Valentine’s week. Hearts are everywhere to find and collect in Lorenzo’s honor. Back-t0-back birthdays for me and Ryan, turning the age we’ll be when another one of our children is born. One week closer to meeting the owner of the new heart growing inside.
I’m humbled and honored that this particular Valentine’s I was also asked to write a love letter to the women I rarely get to meet face to face, but am pulling for with all my might: PAL Mamas.
(You may read the full letter here.)
I’ve been writing for Pregnancy After Loss Support since the very month I learned I was pregnant again. PALS is an amazing resource for moms on a part of the journey that can be particularly complicated to traverse. Because:
We are thrilled to be pregnant again; we are terrified to lose again.
We want to bond; we are still and always will be grieving.
We hope this time will be different; we don’t have hard, true evidence that it will—and neither do you.
We are running a marathon: endorphin-propelled, exhausted, somehow trusting we will make it to the end, which is another beginning.
Like H. when she tries to leave the house with some seventeen things, it’s hard for one person with two hands and one broken yet beating heart to manage it all.
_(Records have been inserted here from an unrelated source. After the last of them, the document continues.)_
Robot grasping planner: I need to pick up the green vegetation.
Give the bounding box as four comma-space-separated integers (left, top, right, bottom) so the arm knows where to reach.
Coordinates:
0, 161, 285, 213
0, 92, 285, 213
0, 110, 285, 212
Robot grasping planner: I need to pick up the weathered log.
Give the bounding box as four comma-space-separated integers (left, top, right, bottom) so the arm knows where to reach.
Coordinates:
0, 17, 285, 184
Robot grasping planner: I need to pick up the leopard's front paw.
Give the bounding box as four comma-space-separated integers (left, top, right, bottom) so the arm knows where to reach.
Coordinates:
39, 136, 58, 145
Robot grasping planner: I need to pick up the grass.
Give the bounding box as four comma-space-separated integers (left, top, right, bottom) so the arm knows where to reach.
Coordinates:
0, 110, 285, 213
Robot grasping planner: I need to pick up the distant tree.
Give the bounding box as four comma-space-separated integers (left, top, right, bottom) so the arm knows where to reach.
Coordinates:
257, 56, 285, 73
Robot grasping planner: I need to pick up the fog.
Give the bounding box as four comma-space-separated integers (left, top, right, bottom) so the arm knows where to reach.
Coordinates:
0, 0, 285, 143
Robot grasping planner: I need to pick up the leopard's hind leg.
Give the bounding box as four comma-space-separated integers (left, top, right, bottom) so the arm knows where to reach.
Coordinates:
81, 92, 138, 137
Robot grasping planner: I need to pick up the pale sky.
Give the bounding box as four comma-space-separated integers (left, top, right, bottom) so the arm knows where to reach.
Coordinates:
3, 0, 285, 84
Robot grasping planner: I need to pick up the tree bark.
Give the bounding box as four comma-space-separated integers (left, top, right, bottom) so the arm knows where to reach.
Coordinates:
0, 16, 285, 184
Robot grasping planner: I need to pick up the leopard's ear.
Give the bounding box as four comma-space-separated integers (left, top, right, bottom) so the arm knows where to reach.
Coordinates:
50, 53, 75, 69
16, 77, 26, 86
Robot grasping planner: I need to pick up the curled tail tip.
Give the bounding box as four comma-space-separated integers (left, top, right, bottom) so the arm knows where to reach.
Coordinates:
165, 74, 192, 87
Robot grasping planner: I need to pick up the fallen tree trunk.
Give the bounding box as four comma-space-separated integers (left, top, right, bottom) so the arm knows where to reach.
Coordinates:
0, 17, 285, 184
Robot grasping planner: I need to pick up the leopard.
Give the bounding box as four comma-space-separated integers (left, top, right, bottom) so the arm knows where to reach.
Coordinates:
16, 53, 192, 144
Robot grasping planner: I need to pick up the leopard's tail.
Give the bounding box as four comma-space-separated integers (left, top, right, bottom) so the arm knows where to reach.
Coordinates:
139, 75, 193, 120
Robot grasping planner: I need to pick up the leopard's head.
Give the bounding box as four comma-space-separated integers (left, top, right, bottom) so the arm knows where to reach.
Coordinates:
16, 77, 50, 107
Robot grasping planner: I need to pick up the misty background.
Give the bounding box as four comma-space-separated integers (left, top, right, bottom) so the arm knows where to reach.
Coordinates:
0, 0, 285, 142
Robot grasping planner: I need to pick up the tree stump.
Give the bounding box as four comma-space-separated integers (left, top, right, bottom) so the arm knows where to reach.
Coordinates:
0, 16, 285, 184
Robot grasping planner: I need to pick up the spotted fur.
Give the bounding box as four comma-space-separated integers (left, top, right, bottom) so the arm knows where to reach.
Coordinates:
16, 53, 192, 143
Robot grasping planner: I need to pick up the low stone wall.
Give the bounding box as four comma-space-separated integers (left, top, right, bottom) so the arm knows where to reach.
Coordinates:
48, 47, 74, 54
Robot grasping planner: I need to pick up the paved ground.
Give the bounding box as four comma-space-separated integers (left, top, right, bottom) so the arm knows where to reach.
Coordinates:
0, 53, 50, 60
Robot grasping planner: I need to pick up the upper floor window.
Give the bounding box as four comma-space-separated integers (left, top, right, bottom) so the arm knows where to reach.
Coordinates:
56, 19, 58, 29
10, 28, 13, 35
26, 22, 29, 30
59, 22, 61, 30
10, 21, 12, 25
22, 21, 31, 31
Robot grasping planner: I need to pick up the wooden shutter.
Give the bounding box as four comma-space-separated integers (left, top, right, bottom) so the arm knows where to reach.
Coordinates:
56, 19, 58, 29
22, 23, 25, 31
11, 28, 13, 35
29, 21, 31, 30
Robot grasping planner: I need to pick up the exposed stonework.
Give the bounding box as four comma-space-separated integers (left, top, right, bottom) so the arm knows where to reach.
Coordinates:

On top of that, our culture here in the U.S. pushes at all costs positivity, silver linings, looking on the bright side, and everything working out in the end. This rhetoric undermines our very real fears that are not based in theoretical worry, but are in fact grounded in profound, experienced loss or losses.
The complexity doesn’t mean I’m not also excited and grateful and daring to decorate a nursery. It simply means I’m not only those things. It means those things are erected over fear and heartache, and the ground beneath it all can give way rather easily. It’s a lot like a sandcastle we rebuild each day with a heck of a lot of courage. Despite those waves and winds, we embrace the sun beating down in the present moment. We build up our hope a little higher than the last time. Here, pregnant, preparing my daughter to be a big sister, there is no denying it is a beautiful day. But that does not mean we don’t remember the terror of the storm, that we don’t sometimes feel like we occupy it still even when the day is lovely.
So, while I am able, I rebuild the castle, its own form of a love letter. I watch H. play in her little sister’s room with many of her old baby things, new to her again. She grabs a book we used to read and crawls up onto the “big chair” with me and we snuggle. I dream, how I dream, of snuggling two here. It is big enough for all of us—our bodies, our range of emotions, our beating hearts, as well as this ache for what the ocean took back from us, yet also somehow gives.